Arpwood was hired after the company’s board agreed to work with its lenders to put in place a resolution plan as per regulatory norms, CG Power said in a stock-exchange filing.
It didn’t disclose details of the resolution plan or the amount of equity capital it plans to raise.
CG Power owed Rs 2,485.5 crore to 14 lenders including IndusInd Bank, State Bank of India, ICICI Bank, Axis Bank, Canara Bank and IDBI Bank as of March 2019, its annual report shows.
The company had plunged into turmoil in August last year when it detected a fraud by some current and former employees, resulting in the firing of chairman Gautam Thapar. A board-led investigation found that these employees pledged the company’s assets without permission, understated advances to related and unrelated parties by Rs 4,796 crore and understated total liabilities by Rs 2,661 crore.
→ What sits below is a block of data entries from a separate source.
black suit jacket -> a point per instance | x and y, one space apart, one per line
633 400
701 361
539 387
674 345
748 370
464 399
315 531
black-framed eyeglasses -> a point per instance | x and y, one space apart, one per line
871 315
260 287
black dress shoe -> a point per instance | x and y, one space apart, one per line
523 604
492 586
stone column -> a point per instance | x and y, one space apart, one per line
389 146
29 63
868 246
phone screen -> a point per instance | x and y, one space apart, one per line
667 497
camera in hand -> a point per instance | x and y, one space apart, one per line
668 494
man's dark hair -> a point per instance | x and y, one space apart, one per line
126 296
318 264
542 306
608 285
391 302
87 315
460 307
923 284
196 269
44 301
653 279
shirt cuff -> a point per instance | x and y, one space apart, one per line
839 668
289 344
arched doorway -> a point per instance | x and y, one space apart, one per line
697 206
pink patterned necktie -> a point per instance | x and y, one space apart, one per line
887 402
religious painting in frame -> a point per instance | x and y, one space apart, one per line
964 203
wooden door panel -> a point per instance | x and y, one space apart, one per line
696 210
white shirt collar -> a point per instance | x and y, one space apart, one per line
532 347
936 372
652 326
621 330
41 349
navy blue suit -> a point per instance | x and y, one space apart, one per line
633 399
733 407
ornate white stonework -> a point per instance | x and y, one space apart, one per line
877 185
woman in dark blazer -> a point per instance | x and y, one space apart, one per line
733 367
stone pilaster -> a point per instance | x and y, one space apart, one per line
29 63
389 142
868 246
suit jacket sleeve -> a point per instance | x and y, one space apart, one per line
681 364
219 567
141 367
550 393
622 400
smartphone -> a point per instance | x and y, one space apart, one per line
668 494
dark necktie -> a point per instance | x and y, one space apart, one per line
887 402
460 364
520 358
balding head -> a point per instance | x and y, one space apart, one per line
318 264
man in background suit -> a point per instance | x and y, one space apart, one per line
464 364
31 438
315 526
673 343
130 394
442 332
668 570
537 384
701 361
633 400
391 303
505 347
Soon after the fraud came to light, PE firm KKR—through non-banking finance arm KKR India Financial Services Ltd—acquired a 10.01% direct stake in CG Power by invoking pledged shares.
Yes Bank had converted its debt into equity and owned a 12.79% stake in CG Power as on December 2019. L&T Finance Ltd holds 10% while billionaire Sunil Bharti Mittal-owned Bharti (SBM) Holdings Pvt. Ltd and Life Insurance Corporation of India own 8.30% and 2.25%, respectively, shows stock-exchange data as on December 2019.
Earlier this month, the National Company Law Tribunal (NCLT) allowed re-opening of books of CG Power for the past five years till March 31, 2019 on an application filed by the Ministry of Corporate Affairs.
Last week, the Securities and Exchange Board of India (SEBI) confirmed a capital market ban on Thapar and three others. The regulator also said it might examine KKR’s alleged involvement in an insider trading case pertaining to CG Power.
Established in 1937, CG Power makes transformers, switchgear, circuit breakers, network protection and control gear, and power automation products. It also offers turnkey solutions.
The company, which has ventured outside India through both organic and inorganic routes since 2005, now has factories in Belgium, Hungary, Indonesia, Ireland, France, the UK and US. It has 20 manufacturing locations in India.
CG Power’s consolidated net loss widened to Rs 210 crore for the October-December quarter of 2019 from Rs 106 crore a year earlier. Its total income declined to Rs 1,190.5 crore from Rs 2,084 crore during the period.